Indeed. But this is just one part of the cake, because the branch penalty can be 6 cycles as well:
Mispredicted branches usually incur a four-cycle penalty, but sometimes the branch resolves later in the execution pipeline and incurs a six-cycle penalty instead. Mispredicted indirect jumps incur a six-cycle penalty.
It depends on where the misprediction happened. Quote:
There is no mention of the branch prediction penalty but it gives 2.5 DMIPS/MHz for the U74 core. This is competitive with the also in-order 8 stage superscalar Cortex-A53 and the 7-zip results back it up. The SiFive U74 core outperforms the Cortex-A53 and competes with the later generation Cortex-A55.

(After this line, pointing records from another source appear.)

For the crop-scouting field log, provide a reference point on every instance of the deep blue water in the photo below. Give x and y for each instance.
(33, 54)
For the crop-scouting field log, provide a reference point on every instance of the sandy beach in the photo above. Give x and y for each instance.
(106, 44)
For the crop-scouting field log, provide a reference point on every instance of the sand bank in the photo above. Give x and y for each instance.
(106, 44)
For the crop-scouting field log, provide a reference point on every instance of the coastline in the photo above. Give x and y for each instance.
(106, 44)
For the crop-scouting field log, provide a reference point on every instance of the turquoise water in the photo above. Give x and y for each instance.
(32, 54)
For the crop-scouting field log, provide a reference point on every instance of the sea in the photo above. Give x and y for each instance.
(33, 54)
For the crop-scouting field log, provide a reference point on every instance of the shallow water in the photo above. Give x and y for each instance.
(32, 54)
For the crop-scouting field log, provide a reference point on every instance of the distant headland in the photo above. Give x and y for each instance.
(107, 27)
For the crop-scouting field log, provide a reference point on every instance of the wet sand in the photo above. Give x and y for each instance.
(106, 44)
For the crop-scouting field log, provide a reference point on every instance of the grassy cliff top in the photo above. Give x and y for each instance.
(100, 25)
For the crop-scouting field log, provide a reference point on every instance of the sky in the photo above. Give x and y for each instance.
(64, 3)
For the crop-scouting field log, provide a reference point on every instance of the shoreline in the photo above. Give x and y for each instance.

single core | compression/MHz | decompression/MHz SiFive_U74 0.70 0.92 Cortex-A53 0.56 0.92 Cortex-A55 0.63 1.03 IBM_Cell_PPE 0.23 0.33
IBM_PPC_G5 0.49 0.82 POWER9 1.08 0.83
The first 4 cores above are in-order cores while the last 2 are OoO PPC/Power cores since how poor the PPC G5 and Cell performed came up in another thread and some Amiga users want AmigaOS 4 for the POWER9 Blackbird. The in-order SiFive U74 destroys the in-order Cell PPE and even outperforms the OoO PPC G5 in this benchmark while decompression is better than the OoO POWER9. The SiFive U74 uses a 28nm process which is better than the older PPC cores except the POWER9 but all of these PPC cores have a huge advantage in peak processing power and transistor counts (Cell has 256 GFlops of single precision fp performance and uses 234 million transistors for example). The PPC cores need perfectly scheduled code or they stall a lot, especially the Cell. |
Indeed. SiFi made a great work with the U74.

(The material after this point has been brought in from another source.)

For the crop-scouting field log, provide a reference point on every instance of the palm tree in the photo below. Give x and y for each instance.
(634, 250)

Cell / PPE is very poor, but we know it since very long time. Only PowerPCs die-hard fanaticals could have asked a port of their favorite o.s. to it. Quote:
cdimauro Quote:
68060 was a very simple design, as we know.

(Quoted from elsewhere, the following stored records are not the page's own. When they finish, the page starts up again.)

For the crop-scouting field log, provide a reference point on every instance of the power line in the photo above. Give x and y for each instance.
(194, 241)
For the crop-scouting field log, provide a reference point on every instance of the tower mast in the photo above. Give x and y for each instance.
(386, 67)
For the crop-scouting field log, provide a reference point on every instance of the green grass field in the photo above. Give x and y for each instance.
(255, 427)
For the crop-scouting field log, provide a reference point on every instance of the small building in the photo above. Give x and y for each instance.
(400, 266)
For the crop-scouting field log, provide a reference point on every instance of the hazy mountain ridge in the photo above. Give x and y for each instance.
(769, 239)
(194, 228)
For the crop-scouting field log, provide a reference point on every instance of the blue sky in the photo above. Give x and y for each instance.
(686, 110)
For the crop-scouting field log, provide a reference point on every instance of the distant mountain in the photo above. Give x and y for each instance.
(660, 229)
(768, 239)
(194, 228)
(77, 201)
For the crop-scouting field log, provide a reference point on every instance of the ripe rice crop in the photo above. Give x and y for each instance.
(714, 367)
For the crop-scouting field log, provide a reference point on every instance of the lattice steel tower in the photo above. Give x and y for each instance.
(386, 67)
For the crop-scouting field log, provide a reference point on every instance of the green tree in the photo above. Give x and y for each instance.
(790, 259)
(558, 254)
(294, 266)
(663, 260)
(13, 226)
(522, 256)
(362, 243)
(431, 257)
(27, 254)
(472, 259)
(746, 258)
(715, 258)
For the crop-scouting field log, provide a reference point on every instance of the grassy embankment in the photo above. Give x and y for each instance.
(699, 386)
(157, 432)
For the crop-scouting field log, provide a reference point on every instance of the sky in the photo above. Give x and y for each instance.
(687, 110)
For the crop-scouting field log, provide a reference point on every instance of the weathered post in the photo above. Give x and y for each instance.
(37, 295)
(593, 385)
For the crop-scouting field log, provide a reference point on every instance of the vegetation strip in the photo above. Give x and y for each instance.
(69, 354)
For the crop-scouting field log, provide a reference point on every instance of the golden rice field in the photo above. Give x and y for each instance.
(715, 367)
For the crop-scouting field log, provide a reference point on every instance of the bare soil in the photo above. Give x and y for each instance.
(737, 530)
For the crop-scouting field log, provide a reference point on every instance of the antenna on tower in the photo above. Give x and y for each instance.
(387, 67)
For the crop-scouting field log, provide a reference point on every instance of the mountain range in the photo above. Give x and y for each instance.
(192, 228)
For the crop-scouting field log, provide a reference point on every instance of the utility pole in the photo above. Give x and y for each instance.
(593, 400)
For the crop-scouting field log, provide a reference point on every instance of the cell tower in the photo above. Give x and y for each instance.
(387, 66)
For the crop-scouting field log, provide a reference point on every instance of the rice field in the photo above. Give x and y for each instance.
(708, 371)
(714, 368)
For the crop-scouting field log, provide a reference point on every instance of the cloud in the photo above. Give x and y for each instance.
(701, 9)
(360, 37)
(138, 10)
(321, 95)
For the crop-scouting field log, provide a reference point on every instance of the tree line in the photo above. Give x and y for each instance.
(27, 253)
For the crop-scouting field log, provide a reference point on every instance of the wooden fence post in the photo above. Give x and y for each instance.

However for a modernized version a different format for the internal instruction (micro-op) could be used. As an idea, at least 128 bits in size to support: - FPU instructions with extended immediates (32 + 96 = 128 bit); - MOVE (bd,An,Xn),(bd,An,Xn) (16 + 2 * 16 + 2 * 32 = 112 bit); - LEA/PEA/JSR/JMP with any addressing mode (16 + 16 + 2 * 32 = 96 bit). Instructions with double-indirect mode might be split in 2 micro-ops per each EA which is using a double-indirect mode.
|
The 68060 design was very complex and advanced for the mid-90s but it would be relatively simple by today's standards and comparable to cores like the ARM Cortex-A53 and SiFive U74.
I wouldn't call the fixed length internal instruction format a micro-op. The original 68k instruction is not broken down but expanded. It would be closer to an AMD macro-op.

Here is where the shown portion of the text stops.